C’è la musicoterapia, il teatro dei burattini, la danza come terapia del movimento, il nuoto in piscina (due volte a settimana), il teatro, la discussione sulle notizie d’attualità e il laboratorio di cucina. Dedicandosi anche all’agricoltura nel piccolo orto realizzato al centro Maratonda.
“Una struttura di cui il Comune montaltese – sottolinea Annamaria Fabi, consigliera comunale e lei stessa operatrice del Centro – è il principale finanziatore ma che vive anche grazie al contributo di privati (primi tra tutti SunPower Corporation e Cassa di Risparmio di Civitavecchia), e che si pone come obiettivo primario il benessere globale della persona disabile e il miglioramento della sua qualità di vita ponendosi anche come struttura di appoggio alla famiglia”.
E proprio a tale proposito Solidarietà e Cultura sta lavorando su un altro importante progetto, quello della casa-famiglia “Dopodinoi” che vuole mettere a disposizione dei disabili gratuitamente, nel momento in cui verranno loro a mancare i genitori, mini appartamenti dove poter abitare usufruendo in tutto o in parte dei servizi offerti dal Centro.
L’iniziativa parte da un progetto di Livia Turco, ministro della Salute nel secondo Governo Prodi, e finanziato da Enel Cuore.
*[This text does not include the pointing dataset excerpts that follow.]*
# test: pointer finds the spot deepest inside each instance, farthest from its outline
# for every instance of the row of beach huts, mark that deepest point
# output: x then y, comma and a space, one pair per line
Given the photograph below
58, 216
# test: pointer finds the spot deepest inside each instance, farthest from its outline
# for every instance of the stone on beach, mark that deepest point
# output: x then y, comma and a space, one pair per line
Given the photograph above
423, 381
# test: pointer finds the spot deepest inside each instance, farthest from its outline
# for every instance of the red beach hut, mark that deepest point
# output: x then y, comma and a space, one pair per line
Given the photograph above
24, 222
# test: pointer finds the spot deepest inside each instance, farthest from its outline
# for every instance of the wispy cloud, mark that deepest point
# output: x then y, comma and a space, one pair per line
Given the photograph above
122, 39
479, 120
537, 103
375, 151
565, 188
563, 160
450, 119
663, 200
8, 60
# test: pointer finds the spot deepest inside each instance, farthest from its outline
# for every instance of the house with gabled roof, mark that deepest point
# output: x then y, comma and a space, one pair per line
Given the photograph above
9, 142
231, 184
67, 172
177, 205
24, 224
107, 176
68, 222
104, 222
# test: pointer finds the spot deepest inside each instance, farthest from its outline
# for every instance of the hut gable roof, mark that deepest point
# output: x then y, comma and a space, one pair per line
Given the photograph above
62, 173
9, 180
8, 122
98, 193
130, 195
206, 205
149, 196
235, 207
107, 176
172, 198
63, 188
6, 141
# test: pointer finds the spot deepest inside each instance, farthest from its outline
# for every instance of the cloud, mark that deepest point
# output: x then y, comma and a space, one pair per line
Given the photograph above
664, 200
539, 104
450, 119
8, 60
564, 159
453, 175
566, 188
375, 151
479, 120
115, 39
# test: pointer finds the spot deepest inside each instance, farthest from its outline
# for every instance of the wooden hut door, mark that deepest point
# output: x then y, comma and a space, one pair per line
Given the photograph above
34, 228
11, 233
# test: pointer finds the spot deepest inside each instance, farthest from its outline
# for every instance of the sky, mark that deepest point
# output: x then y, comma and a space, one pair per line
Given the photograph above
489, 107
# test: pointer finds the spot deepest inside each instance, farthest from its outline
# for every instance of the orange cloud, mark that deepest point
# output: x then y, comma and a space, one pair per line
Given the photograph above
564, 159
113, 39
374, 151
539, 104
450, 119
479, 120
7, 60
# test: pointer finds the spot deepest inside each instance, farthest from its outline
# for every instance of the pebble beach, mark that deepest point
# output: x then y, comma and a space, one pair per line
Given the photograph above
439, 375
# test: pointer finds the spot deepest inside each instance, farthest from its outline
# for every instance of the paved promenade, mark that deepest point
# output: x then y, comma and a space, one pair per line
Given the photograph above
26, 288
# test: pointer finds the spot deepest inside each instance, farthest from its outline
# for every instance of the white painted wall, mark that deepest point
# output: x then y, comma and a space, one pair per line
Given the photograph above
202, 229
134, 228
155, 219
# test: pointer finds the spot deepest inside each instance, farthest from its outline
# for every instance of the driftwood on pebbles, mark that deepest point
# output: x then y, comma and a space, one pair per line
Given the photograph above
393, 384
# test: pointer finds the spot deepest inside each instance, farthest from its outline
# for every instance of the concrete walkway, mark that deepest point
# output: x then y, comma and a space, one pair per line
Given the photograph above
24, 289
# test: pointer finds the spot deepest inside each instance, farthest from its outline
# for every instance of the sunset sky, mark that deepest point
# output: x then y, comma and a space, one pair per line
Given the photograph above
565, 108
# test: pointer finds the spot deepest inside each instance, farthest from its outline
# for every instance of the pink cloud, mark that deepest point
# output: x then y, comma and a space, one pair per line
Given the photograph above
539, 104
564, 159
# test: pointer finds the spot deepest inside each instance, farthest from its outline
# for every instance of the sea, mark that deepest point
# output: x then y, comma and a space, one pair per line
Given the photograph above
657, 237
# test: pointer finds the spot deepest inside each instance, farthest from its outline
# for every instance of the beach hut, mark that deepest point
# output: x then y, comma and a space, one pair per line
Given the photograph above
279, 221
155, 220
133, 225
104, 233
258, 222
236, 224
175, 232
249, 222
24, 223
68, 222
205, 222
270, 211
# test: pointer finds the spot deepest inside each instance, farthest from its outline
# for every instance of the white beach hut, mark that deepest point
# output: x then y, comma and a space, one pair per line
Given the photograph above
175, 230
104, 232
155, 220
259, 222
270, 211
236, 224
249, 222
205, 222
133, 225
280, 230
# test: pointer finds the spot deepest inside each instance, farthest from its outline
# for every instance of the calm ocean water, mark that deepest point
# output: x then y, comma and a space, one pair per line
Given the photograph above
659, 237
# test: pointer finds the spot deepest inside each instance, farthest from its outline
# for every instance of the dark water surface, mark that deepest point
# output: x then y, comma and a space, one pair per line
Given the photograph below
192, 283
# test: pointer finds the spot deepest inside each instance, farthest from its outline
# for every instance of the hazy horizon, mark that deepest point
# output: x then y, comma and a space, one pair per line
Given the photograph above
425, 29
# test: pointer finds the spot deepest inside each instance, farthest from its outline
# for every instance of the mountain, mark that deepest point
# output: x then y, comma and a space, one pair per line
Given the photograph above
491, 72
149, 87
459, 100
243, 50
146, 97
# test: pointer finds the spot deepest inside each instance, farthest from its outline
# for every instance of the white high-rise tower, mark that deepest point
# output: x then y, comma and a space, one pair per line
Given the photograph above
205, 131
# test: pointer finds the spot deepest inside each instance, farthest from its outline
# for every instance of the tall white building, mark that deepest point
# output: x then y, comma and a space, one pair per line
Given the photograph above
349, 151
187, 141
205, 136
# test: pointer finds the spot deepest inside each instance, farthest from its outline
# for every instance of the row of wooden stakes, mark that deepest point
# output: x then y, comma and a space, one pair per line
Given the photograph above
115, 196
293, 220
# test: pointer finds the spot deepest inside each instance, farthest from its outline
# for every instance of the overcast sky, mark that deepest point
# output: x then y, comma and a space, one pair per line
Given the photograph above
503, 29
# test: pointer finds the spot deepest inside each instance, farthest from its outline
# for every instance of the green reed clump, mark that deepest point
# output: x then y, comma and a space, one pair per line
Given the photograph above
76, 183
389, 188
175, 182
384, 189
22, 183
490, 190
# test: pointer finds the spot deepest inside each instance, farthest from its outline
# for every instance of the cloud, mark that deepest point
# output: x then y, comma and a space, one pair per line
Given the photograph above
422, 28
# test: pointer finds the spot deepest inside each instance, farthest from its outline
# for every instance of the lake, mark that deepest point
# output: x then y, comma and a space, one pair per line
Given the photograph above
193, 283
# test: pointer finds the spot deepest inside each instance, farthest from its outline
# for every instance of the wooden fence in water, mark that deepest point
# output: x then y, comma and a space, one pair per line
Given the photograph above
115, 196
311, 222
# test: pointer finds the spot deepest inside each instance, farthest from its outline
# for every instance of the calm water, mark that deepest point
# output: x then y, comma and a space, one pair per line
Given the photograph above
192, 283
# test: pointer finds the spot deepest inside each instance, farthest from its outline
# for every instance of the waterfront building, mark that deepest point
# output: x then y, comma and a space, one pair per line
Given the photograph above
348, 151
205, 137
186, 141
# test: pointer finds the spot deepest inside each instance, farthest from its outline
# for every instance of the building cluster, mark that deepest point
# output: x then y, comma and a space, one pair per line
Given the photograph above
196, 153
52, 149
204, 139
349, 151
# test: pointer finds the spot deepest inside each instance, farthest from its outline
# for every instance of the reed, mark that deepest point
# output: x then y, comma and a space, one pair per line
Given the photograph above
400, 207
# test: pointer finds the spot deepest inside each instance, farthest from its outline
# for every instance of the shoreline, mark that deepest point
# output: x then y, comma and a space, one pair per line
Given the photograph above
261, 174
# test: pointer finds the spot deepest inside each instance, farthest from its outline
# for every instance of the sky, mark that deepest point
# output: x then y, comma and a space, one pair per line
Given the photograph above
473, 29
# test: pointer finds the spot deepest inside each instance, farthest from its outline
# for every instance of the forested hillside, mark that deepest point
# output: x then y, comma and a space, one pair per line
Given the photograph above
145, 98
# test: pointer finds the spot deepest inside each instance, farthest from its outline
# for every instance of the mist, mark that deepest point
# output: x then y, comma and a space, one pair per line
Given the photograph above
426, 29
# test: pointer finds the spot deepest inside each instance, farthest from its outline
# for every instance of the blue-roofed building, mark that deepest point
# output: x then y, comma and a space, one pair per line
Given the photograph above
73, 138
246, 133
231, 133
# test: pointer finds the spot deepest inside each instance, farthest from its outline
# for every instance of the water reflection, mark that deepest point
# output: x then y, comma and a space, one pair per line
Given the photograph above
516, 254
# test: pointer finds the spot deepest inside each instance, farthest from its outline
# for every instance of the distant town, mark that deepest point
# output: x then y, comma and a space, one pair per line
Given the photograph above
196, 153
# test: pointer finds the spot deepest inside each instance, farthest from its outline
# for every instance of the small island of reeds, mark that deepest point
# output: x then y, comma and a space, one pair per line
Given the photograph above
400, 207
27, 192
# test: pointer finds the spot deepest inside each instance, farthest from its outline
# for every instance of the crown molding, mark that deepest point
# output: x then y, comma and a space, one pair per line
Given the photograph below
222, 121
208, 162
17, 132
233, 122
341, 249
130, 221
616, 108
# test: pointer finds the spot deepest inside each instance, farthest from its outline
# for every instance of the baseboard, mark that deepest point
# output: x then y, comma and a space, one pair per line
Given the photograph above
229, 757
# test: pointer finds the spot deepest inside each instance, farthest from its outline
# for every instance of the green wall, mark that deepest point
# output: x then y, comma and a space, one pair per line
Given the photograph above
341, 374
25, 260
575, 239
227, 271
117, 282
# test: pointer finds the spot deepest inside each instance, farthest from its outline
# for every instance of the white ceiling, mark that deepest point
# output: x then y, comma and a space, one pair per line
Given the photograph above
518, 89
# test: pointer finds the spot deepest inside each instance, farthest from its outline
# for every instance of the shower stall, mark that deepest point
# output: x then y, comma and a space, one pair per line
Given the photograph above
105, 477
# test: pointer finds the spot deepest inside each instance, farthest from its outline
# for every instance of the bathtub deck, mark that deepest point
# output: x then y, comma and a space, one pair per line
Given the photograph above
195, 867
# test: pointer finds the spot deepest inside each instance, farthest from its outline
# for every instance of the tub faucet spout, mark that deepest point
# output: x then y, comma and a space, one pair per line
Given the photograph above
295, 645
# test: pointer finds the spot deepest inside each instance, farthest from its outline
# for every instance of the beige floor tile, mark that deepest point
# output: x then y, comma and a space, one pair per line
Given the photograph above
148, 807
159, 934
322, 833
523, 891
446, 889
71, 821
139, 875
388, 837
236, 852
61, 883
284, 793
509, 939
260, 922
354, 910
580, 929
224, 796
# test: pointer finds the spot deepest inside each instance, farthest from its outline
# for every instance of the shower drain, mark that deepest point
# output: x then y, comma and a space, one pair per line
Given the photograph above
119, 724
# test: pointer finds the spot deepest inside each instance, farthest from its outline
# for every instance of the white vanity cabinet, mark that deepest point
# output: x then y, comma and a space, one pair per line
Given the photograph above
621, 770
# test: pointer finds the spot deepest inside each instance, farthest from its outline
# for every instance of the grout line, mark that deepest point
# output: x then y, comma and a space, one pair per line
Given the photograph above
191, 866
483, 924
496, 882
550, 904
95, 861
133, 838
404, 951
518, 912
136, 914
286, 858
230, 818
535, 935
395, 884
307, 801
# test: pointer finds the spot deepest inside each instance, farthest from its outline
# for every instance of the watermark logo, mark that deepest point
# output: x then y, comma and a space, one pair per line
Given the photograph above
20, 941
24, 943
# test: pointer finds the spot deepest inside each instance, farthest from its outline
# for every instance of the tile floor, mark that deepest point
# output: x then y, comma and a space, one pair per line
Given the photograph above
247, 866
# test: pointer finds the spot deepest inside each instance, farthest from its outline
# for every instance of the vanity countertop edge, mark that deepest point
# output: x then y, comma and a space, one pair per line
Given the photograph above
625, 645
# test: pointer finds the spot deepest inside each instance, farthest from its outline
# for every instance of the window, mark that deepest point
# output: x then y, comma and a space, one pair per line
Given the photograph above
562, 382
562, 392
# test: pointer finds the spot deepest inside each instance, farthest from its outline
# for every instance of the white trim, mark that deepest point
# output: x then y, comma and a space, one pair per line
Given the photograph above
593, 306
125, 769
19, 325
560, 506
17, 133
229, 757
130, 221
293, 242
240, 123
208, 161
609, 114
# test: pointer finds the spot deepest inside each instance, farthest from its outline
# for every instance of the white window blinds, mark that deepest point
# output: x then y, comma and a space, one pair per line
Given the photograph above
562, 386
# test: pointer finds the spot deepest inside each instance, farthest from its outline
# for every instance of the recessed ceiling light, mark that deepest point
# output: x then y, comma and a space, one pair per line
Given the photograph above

Il centro diurno per disabili Maratonda dal giorno della sua fondazione , era il 1998, ha svolto e svolge numerose altre attività tra cui quella all’interno della fattoria didattica “Ortostorto” alle Murelle e i soggiorni estivi (finanziati anche dalla Asl).
La Fondazione Solidarietà e Cultura usufruisce a Montalto Marina dello stabilimento balneare “Tutti al mare”, realizzato dal Comune, primo nel Lazio con servizi specifici per i disabili. I ragazzi del centro nel corso degli anni hanno pure preso parte ad iniziative cittadine come lo spettacolo d’arte al San Sisto e una mostra di quadri nell’ambito della mostra dell’asparago.